Andrii, 7, and Solomiia, 7, who are first graders at St. Nicholas Cathedral School in the Ukrainian Village, cover their ears while listening to members of the Lyric Opera of Chicago’s orchestra perform in the school, Friday, Oct. 28, 2022. (Pat Nabong/Sun-Times)

Sophia Turchmanovych, 12, who was born in the United States and whose parents and sister were born in Ukraine, described the music as “very beautiful.”

“It puts you in a little bit of an emotional state because of all that’s happening there right now,” she said. “It made me feel better that people support us.”

When the musicians began playing the Ukrainian national anthem, all the children and teachers rose to their feet, hands on hearts, the sound of their voices filling the gym to the rafters.

Students watch members of the Lyric Opera of Chicago’s orchestra play at St.
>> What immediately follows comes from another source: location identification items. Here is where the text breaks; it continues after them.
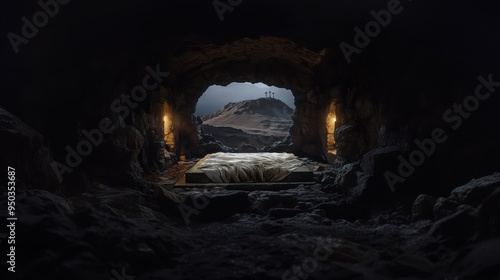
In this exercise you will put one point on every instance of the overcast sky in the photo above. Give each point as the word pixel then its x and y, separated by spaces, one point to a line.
pixel 217 96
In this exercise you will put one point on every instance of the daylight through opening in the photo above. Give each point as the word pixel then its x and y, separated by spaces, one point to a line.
pixel 246 117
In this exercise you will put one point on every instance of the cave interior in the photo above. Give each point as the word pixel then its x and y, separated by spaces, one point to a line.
pixel 396 119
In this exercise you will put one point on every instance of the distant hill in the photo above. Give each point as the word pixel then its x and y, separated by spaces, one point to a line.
pixel 263 116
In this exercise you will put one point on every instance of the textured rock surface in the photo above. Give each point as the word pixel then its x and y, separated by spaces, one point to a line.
pixel 25 150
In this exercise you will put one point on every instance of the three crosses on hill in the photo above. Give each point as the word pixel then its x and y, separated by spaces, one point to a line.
pixel 269 94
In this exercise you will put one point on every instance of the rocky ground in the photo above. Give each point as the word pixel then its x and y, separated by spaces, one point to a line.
pixel 318 231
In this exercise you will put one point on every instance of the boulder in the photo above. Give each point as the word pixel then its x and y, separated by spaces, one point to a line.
pixel 456 228
pixel 246 148
pixel 489 216
pixel 24 150
pixel 474 192
pixel 423 208
pixel 444 207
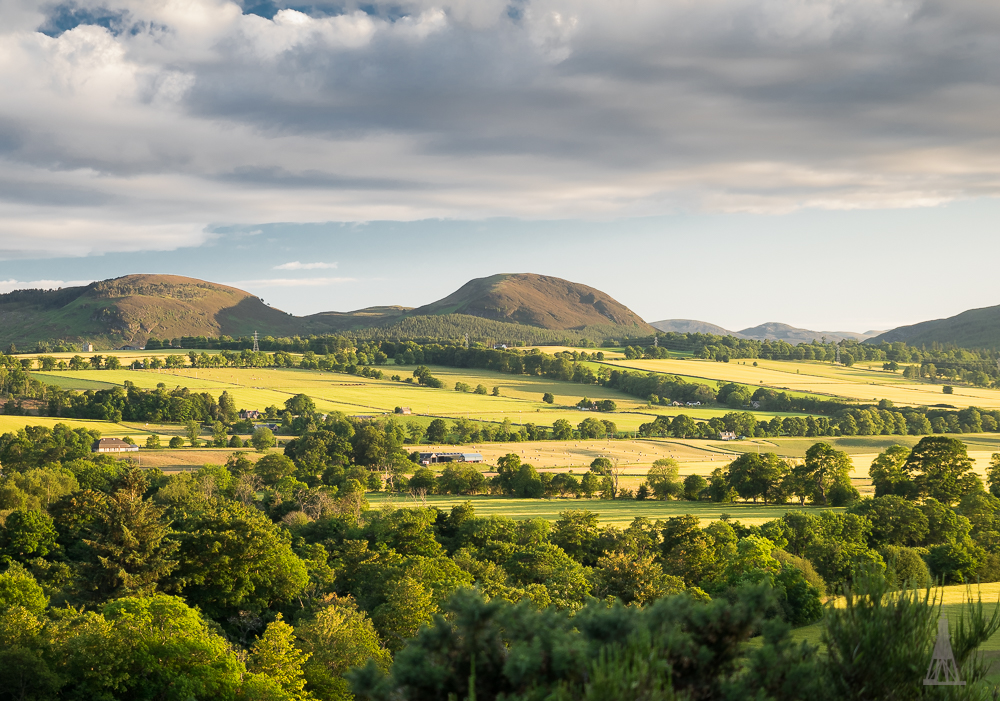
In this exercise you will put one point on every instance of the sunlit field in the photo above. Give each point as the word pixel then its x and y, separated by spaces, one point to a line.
pixel 815 377
pixel 520 397
pixel 12 424
pixel 618 513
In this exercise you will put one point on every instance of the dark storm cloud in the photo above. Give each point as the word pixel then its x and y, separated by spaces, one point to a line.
pixel 190 113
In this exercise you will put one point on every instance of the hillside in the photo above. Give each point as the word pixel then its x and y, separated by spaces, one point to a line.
pixel 535 300
pixel 975 328
pixel 130 309
pixel 771 331
pixel 774 331
pixel 689 326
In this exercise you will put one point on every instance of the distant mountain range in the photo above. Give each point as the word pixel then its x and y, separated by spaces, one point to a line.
pixel 975 328
pixel 131 309
pixel 506 308
pixel 771 331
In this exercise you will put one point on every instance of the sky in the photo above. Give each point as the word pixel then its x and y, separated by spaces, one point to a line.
pixel 831 164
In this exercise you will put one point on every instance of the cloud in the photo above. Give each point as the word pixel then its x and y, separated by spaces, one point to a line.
pixel 11 285
pixel 292 282
pixel 296 265
pixel 142 125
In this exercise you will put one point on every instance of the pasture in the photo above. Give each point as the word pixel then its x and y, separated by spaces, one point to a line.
pixel 861 383
pixel 951 600
pixel 520 398
pixel 610 513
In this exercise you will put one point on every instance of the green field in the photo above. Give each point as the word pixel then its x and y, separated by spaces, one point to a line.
pixel 950 598
pixel 618 513
pixel 860 382
pixel 519 400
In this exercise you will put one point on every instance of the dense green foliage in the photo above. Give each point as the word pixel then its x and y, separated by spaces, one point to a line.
pixel 274 579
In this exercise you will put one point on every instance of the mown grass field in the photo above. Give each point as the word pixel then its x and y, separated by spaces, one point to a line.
pixel 12 424
pixel 861 383
pixel 520 397
pixel 951 600
pixel 617 513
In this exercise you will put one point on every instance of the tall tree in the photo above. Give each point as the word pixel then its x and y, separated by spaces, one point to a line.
pixel 824 467
pixel 941 466
pixel 129 552
pixel 889 474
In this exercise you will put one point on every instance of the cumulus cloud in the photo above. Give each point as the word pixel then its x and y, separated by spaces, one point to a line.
pixel 135 124
pixel 12 284
pixel 296 265
pixel 292 282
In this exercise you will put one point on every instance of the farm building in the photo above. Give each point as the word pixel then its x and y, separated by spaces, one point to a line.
pixel 434 458
pixel 114 445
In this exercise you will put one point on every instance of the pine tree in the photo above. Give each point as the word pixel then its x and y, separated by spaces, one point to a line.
pixel 275 655
pixel 128 551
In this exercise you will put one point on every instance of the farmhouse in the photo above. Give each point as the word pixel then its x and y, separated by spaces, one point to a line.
pixel 113 445
pixel 434 458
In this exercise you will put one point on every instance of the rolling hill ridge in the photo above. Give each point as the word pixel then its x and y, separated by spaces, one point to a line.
pixel 131 309
pixel 974 328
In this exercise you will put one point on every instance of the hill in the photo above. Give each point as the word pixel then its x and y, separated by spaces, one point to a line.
pixel 130 309
pixel 974 328
pixel 689 326
pixel 535 300
pixel 774 331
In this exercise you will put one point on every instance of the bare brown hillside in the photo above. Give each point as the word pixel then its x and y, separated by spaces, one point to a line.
pixel 535 300
pixel 131 309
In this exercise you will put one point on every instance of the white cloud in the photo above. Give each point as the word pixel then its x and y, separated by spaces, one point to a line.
pixel 291 282
pixel 192 114
pixel 296 265
pixel 11 285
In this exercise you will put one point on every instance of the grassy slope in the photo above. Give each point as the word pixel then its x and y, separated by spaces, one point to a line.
pixel 975 328
pixel 618 513
pixel 861 383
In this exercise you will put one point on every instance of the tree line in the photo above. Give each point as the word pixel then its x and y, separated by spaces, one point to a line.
pixel 273 579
Nicholas Cathedral School in the Ukrainian Village, Friday, Oct. 28, 2022. Many refugees who fled Russia’s invasion of Ukraine study at St. Nicholas Cathedral School. (Pat Nabong/Sun-Times)

“Just hearing them sing the anthem with us was very, very moving. Music is such a powerful way of bringing people together and singing together is really one of those remarkable things,” violist Melissa Kirk said.

Said Preman Tilson, the Lyric’s principal bassoonist: “You feel so helpless when you hear about what’s going on over there. It’s just so terrible. To be able to do something tangible, to actually help the kids get out and get someplace safe is just incredibly satisfying.”

Raczkiewycz said her children are adapting well to life in Chicago. She said she recalls driving 22 hours in a Ford Escape to get to the Western part of Ukraine the day after the shelling in Kyiv began.

“Kids are calm when their parents are calm. Parents need to be like a mountain for kids,” Raczkiewycz said, flexing her biceps.

Second-grade teacher Jane Sotter, 31, watches members of the Lyric Opera of Chicago’s orchestra perform while her student, Oleksandr, 7, leans on her at St. Nicholas Cathedral School in the Ukrainian Village on Friday. (Pat Nabong/Sun-Times)

St. Nicholas Principal Anna Cirilli said the refugee students are doing well, but trauma still surfaces at times. The children’s artwork is less dark, somber, she said.

“We’re starting to see more colorful [drawings],” she said. “Those memories are not so recent, but there are different sorts of traumas that are coming out — maybe not in paintings, but in daily interactions with each other: hair pulling, fist-fighting, kicking,” Cirilli said. “It’s the trauma coming out in ways that is normal, without a language to express. They have this anger inside. So we’re doing a lot to support them and offer some love. Today is a perfect example of that.”